Monday, February 23, 2009
Photo Credit: monkeyc.net on Flickr
They say an apple a day keeps the doctor away. But what if you can't afford an apple?
If you're in Toronto chances are you can afford an apple (you can get 6 of them for $1.00). But if you're in Calgary it will cost you $5.02. These are both major cities with significant transportation linkages and there is no rational reason why it should cost 5 times as much to buy apples in Calgary. There are also huge variances in other products, even in cities that are geographically close to each other. Lean ground beef, for example, costs $13.21 per kg in Ottawa, but only $4.74 per kg in Montreal or $4.99 per kg in Peterborough. Generally, food is more expensive in the North, but that is not always true either, with Whitehorse, Yukon having some of the lowest prices in the country for foods like lean ground beef, peanut butter, and potatoes. Some communities have extremely high prices for one product and extremely low prices for another. There is no rhyme and reason to explain the significant price variations in healthy foods in all food groups. This finding is further compounded by the relatively low variation in the price of junk food from one Canadian city to another.

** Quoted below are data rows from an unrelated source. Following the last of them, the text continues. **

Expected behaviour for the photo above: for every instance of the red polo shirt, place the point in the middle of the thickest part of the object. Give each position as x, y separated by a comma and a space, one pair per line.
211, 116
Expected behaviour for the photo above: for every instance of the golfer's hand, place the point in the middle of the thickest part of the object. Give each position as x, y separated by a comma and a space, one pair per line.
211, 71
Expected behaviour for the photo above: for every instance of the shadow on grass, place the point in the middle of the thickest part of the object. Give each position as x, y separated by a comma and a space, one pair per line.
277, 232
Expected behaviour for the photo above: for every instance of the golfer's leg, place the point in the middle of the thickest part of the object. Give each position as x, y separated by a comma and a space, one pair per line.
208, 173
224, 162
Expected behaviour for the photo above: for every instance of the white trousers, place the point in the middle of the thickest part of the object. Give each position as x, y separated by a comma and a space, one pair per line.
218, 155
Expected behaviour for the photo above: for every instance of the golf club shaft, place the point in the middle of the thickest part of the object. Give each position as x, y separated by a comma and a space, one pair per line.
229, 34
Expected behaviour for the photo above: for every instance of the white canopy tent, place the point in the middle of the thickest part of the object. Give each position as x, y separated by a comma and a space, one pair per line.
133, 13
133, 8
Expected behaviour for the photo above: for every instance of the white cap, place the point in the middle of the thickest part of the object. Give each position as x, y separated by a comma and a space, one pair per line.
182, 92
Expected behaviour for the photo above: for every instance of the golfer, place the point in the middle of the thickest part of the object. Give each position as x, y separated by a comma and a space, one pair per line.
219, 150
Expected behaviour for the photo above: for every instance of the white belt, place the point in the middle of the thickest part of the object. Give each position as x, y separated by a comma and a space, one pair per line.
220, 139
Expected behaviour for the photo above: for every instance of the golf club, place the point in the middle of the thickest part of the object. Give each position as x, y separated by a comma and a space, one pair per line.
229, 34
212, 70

All of this information (and more) is from the Heart and Stroke Foundation's Annual Report Card on Health, which included a national poll of the nutritional habits of Canadians and recruited volunteer shoppers across the country to compare the cost of health foods based on Canada's National Nutritious Food Basket and Canada's Food Guide.
The poll found that 47% of Canadians go without fresh fruit, vegetables, dairy products, whole grain products, lean meat or fish because they are too expensive and 68% of Canadians identified price as extremely or very important when choosing what goes into their grocery cart. What are the consequences for our health if McDonald's is cheaper and easier than putting a nutritious meal on the table? What happens when chips are less expensive than potatoes? When fizzy sugary drinks are more affordable than milk and juice? It means that Canadians compromise their health and it means, in particular, that children in low income families are at a greater risk of developing health problems.
Isn't this ridiculous? Why on earth does the government spend its resources regulating the price of things like alcohol when it has no controls whatsoever in place to ensure that nutritious foods are affordable?
The Heart and Stroke Foundation put together a guide on shopping and cooking on a budget that has some great tips for getting more out of your food budget to go along with its general guide on healthy eating. If you try to buy organic, but find it expensive, you might also be interested in my post Organic on the Cheap! 10 Strategies.
Do you have any great tips for making nutritious eating more affordable? Do you think that the government should regulate the price of basic nutritious foods to ensure low income families can afford them?